私も積極的に入り込んでいる「鮮魚部門」。

  下げ止まったのか?。

6月ごろからの数値を振り返ってみると、もう下げ止まったようだという感想である。

  過去何年も続いた鮮魚部門の右肩下がり。

鮮魚部門を土台としてこの業界に足を踏み入れた者として、鮮魚部門の業績不振は他人事ではなかった。

  “なんとか好転させたい”

しかし、店長としての身から、やれることは自店での対応のみ。
それも、本部政策である鮮魚部門の陳列レイアウトやスペースアロケーションといった細部の売場に関してはあまり関与してこなかった。
 
  本部提案を如何に自店で徹底させるか。

そこへの支援が中心だったが、昨年の中盤ごろから本格的に個店でスペースアロケーションをいじれるようになってからは、業績が少しずつ改善の方向に向かうようになっていった。

  “個店の数値に関してはなんとかなってきたか”

鮮魚部門のカテゴリーでも、自店での強みはどこにあるのか?。

  「刺身」なのか「一般魚」なのか「塩干物」なのか?。

そこを明確にして、自店の特性をしっかりと見極め、更には競合店の強み弱みを把握しないと、自店の今後の方向性は見えてこない。
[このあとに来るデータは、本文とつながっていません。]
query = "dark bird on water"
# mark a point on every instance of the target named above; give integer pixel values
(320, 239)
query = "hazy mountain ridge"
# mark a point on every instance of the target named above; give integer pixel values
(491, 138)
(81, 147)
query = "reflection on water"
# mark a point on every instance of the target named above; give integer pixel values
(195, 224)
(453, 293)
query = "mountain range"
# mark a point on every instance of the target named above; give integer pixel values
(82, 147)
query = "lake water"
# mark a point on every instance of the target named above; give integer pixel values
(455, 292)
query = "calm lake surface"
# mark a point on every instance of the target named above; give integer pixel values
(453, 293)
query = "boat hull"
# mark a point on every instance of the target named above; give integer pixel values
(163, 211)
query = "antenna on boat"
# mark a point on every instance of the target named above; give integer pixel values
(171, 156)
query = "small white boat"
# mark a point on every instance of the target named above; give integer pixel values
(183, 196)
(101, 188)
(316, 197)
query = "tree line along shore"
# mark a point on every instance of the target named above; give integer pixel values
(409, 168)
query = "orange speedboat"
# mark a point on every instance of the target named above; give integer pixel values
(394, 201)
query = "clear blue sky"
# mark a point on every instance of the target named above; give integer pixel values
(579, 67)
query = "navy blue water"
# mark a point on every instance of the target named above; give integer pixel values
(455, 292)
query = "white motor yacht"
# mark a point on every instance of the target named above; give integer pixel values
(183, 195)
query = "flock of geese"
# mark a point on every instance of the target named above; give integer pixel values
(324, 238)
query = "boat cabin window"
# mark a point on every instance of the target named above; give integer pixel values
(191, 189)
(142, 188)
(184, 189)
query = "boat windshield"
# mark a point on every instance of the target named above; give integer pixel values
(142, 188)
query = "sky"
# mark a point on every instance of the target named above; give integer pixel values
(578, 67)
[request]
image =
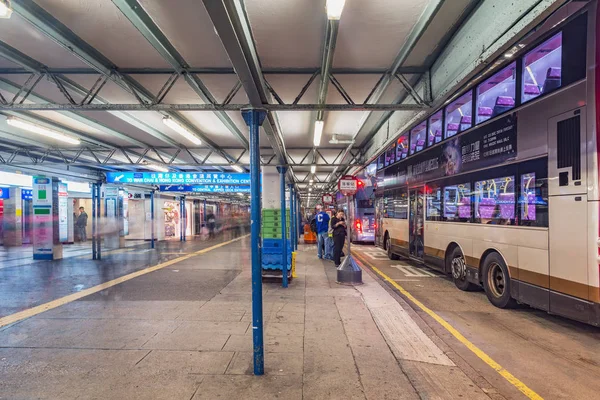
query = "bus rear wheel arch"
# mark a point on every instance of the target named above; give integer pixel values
(388, 246)
(496, 281)
(457, 267)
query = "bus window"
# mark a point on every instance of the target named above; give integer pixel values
(401, 203)
(417, 137)
(458, 114)
(388, 204)
(495, 201)
(533, 201)
(402, 147)
(457, 203)
(497, 94)
(390, 156)
(433, 195)
(435, 129)
(542, 68)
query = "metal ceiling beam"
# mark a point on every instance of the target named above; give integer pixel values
(66, 38)
(409, 44)
(13, 88)
(215, 107)
(136, 14)
(32, 66)
(50, 156)
(86, 138)
(231, 23)
(222, 71)
(329, 43)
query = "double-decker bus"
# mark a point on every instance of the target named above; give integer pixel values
(499, 188)
(362, 207)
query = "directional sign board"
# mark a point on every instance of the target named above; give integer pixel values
(205, 188)
(178, 178)
(348, 185)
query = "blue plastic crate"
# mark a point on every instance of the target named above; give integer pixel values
(275, 267)
(274, 259)
(276, 243)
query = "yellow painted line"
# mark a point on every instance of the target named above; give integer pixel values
(523, 388)
(11, 319)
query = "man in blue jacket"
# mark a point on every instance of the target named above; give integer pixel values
(322, 220)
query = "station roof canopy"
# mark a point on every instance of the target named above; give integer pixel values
(99, 85)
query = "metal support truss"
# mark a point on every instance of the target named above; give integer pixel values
(213, 107)
(136, 14)
(66, 38)
(94, 156)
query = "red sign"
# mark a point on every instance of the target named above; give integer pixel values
(348, 185)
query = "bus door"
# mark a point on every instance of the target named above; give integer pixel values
(568, 208)
(379, 221)
(416, 223)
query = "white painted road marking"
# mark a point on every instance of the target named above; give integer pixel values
(412, 272)
(376, 254)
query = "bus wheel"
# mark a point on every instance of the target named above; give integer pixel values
(496, 281)
(458, 267)
(391, 254)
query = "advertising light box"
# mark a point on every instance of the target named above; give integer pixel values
(178, 178)
(205, 188)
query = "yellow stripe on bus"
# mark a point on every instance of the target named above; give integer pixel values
(523, 388)
(11, 319)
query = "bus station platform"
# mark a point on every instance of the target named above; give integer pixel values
(180, 328)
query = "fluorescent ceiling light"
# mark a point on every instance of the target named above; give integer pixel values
(5, 9)
(318, 133)
(40, 130)
(181, 130)
(157, 168)
(335, 8)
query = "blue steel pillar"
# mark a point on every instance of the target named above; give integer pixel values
(293, 229)
(98, 221)
(181, 223)
(282, 171)
(93, 221)
(204, 213)
(254, 119)
(152, 219)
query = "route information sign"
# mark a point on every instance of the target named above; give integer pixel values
(178, 178)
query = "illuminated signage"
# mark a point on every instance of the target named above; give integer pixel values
(205, 188)
(178, 178)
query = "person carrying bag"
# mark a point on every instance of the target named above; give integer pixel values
(338, 225)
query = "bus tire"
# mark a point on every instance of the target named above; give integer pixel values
(458, 269)
(391, 254)
(496, 281)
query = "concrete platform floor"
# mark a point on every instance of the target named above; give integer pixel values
(184, 332)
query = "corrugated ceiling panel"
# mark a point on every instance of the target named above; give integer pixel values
(372, 32)
(18, 33)
(288, 33)
(188, 27)
(103, 26)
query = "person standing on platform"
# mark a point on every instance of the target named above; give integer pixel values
(211, 222)
(322, 221)
(329, 241)
(81, 225)
(338, 224)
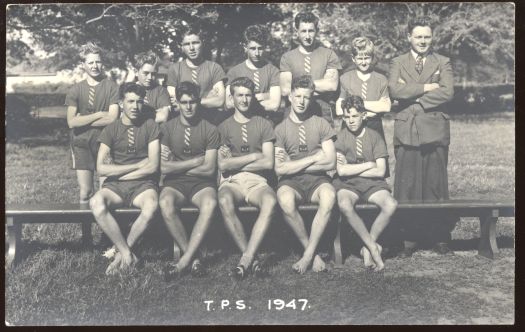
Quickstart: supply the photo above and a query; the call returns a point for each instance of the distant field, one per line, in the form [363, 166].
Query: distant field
[60, 283]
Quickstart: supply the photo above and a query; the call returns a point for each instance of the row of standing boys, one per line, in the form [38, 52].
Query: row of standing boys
[421, 80]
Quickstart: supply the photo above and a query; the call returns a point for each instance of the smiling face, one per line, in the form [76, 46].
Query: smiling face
[300, 99]
[132, 105]
[192, 46]
[188, 106]
[242, 98]
[306, 33]
[420, 39]
[254, 51]
[93, 65]
[353, 119]
[363, 62]
[146, 75]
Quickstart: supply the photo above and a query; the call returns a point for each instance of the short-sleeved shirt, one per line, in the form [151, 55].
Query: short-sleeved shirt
[267, 76]
[373, 145]
[373, 89]
[91, 99]
[156, 97]
[246, 138]
[188, 142]
[129, 144]
[208, 74]
[300, 140]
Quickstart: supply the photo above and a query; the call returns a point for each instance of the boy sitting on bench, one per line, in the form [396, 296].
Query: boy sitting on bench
[361, 166]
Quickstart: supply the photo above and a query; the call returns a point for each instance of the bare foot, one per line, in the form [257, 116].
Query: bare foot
[302, 265]
[365, 253]
[376, 255]
[318, 264]
[112, 268]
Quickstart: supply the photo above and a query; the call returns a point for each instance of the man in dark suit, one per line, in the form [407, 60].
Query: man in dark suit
[422, 82]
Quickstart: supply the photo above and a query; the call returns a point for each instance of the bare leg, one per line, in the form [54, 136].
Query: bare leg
[170, 200]
[228, 198]
[265, 200]
[85, 183]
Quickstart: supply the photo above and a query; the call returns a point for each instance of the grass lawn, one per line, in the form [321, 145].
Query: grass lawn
[60, 283]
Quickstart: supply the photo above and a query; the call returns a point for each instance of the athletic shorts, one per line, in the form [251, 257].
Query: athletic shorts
[244, 182]
[363, 187]
[189, 185]
[84, 150]
[305, 184]
[129, 190]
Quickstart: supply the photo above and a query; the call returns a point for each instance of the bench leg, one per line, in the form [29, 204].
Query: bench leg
[87, 237]
[338, 254]
[14, 237]
[487, 242]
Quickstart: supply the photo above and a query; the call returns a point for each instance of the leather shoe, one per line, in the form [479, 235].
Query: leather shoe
[407, 252]
[442, 248]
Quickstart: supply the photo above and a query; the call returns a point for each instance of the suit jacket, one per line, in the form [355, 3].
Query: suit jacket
[421, 119]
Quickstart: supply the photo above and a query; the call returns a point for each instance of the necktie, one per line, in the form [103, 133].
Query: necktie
[419, 64]
[307, 64]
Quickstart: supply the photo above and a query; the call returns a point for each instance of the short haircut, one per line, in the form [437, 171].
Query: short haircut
[304, 82]
[420, 21]
[245, 82]
[130, 87]
[188, 88]
[90, 48]
[256, 33]
[353, 101]
[306, 17]
[143, 58]
[363, 46]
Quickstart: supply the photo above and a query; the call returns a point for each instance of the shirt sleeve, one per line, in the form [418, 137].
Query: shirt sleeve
[285, 65]
[279, 136]
[274, 76]
[326, 131]
[213, 138]
[172, 76]
[267, 131]
[333, 61]
[72, 96]
[106, 136]
[379, 149]
[164, 98]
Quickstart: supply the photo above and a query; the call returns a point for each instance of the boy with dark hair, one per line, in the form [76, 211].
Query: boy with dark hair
[208, 75]
[309, 58]
[245, 158]
[129, 157]
[91, 105]
[304, 152]
[189, 158]
[157, 100]
[361, 168]
[264, 75]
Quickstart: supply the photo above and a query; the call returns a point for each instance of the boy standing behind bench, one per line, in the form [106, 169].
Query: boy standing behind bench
[129, 155]
[361, 168]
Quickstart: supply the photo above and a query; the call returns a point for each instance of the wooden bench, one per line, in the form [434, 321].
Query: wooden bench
[488, 213]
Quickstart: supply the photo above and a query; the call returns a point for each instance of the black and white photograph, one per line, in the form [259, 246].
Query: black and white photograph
[333, 163]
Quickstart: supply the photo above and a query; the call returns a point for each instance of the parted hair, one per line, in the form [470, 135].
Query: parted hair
[420, 21]
[353, 101]
[90, 48]
[306, 17]
[257, 33]
[131, 87]
[188, 88]
[143, 58]
[245, 82]
[362, 45]
[305, 82]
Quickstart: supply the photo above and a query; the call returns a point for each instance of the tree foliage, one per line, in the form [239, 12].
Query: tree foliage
[479, 37]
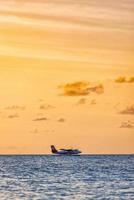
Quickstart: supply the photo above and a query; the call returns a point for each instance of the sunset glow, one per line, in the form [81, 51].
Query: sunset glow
[66, 76]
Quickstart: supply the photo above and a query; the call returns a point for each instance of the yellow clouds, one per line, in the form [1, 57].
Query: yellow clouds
[127, 124]
[80, 88]
[123, 79]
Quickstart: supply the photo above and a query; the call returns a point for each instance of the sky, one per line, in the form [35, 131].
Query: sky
[66, 76]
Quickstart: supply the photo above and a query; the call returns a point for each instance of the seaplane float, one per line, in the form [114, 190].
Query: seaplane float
[65, 151]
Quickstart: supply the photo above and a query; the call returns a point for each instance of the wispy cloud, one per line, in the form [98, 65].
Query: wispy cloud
[128, 110]
[40, 119]
[12, 116]
[61, 120]
[127, 124]
[15, 107]
[46, 107]
[80, 88]
[123, 79]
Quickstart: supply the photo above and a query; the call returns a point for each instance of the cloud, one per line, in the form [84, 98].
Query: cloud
[81, 88]
[128, 111]
[123, 79]
[45, 107]
[14, 107]
[35, 131]
[93, 102]
[40, 119]
[127, 124]
[61, 120]
[82, 101]
[13, 116]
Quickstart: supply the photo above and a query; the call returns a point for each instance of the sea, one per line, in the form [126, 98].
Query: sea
[47, 177]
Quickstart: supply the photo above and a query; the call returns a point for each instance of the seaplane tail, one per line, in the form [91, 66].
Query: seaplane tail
[65, 151]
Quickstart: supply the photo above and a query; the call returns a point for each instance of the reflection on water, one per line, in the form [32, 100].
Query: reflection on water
[67, 177]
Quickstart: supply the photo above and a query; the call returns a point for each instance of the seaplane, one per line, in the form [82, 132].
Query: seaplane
[65, 151]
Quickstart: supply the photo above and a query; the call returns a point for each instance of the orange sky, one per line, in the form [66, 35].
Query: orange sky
[44, 44]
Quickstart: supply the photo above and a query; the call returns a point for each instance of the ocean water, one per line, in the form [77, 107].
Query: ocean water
[67, 177]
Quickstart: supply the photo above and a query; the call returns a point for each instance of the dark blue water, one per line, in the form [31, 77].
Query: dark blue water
[67, 177]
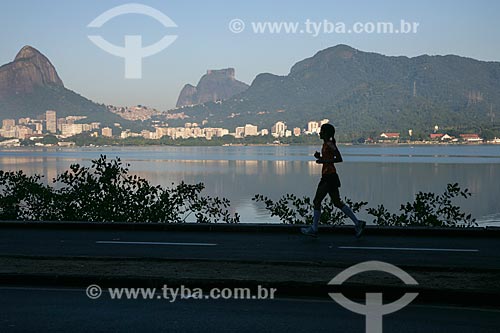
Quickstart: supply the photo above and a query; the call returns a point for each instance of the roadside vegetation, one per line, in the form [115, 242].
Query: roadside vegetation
[427, 210]
[107, 192]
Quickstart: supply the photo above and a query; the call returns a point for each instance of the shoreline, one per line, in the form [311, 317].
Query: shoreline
[345, 144]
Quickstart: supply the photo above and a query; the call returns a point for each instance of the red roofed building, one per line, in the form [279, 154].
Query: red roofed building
[390, 135]
[471, 137]
[435, 136]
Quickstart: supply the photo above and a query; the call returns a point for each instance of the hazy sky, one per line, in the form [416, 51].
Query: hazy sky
[59, 30]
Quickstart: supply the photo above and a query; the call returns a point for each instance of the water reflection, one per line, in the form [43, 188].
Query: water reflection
[241, 173]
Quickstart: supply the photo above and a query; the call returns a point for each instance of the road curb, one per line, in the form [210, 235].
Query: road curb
[284, 289]
[255, 228]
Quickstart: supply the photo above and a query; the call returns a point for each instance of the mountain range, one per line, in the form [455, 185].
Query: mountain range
[362, 91]
[30, 85]
[357, 91]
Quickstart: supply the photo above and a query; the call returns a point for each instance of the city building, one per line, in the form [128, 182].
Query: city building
[51, 121]
[250, 130]
[278, 129]
[107, 132]
[7, 124]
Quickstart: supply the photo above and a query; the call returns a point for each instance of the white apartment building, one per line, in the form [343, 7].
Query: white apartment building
[278, 129]
[250, 130]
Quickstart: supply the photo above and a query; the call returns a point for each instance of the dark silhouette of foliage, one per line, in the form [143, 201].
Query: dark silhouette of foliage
[106, 192]
[428, 210]
[293, 210]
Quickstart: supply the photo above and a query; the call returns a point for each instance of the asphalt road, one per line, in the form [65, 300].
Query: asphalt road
[460, 252]
[31, 309]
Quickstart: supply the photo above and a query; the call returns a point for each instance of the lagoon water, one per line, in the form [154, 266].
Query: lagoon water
[388, 175]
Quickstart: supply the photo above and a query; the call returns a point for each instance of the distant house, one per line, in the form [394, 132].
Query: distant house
[471, 137]
[440, 136]
[436, 136]
[389, 135]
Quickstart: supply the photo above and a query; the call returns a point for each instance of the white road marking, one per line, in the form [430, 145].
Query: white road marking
[405, 249]
[156, 243]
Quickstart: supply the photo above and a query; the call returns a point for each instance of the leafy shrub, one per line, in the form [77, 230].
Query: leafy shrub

当店の場合は開店当初から一般魚が強く刺身が弱かった。
それは競合店の強み弱みと相反する結果でもあった。
 
  競合店は刺身が強く一般魚が弱い。

その反動が自店の買い回りに連動されていた。

  強化すべきは一般魚。

ある意味住みわけでもあるが、強みを伸ばすという手法は王道であろう。

  その強みの強化からお客様の注目を集める。

その定着の後に、相手の強みに対してどう手を打って行くか。

  要は「軸足」を明確にして確固たる軸足に強化する。

その土台の上に、全ての細部が派生していくのだ。

  刺身は花形だが技術とロスというリスクも伴う。
  一般魚は地味だが食べ方は多彩で魚種も豊富だ。

そして午前中のお客様が多い店舗であれば、日中から調理する時間的な余裕のあるお客様が一般魚を購入されて食する場面が多いだろう。

  一般魚をお客様の支持を得る。

それが、午前中や日中のお客様を囲い込む戦略に通ずるもの。
そんな対策から、昨年12月で伸長することができた鮮魚部門。

  そこから先は新たな戦略の立て直し。

一般魚ではある程度のお客様の支持を得られる売場が継続できるようになった。

  “次はどこに重点を置くか”

春から夏場に向けては「刺身」「生食」を置いては語れない。

  「刺身」の強化。

を6月から推進。

  競合の弱みの「お造り」強化。

競合は、いろいろな意味で変化は無い。
変化は無いということは、安定しているという意味でもある。

  冷凍商材で安定した商品化と売場作り。

よって、当店は

  生素材で旬盛りと夕方の作りたて強調。

そろそろ、夕方以降の来店動機を高めていく時期。

  それは鮮魚部門だけの問題では無い。

だから、店舗全体で来店動機を高めていき、その全部門の取り組みが大きなそして早急な来店動機に結びつく。

  以前に書いたがそこにはリスクが生じる。

当面はロスとの戦い。
しかし、くじけずに継続すれば、製造数に販売数が追いついていく。

  ましてこの猛暑。

日中に来店しないお客様が、一番品揃えのいいスーパーを目指して来店する。

  そこが狙い目。

そんな筋書きが、今年の夏には当てはまったということだろう。

  いよいよ鮮魚の花道である8月。

花開かせたいものである。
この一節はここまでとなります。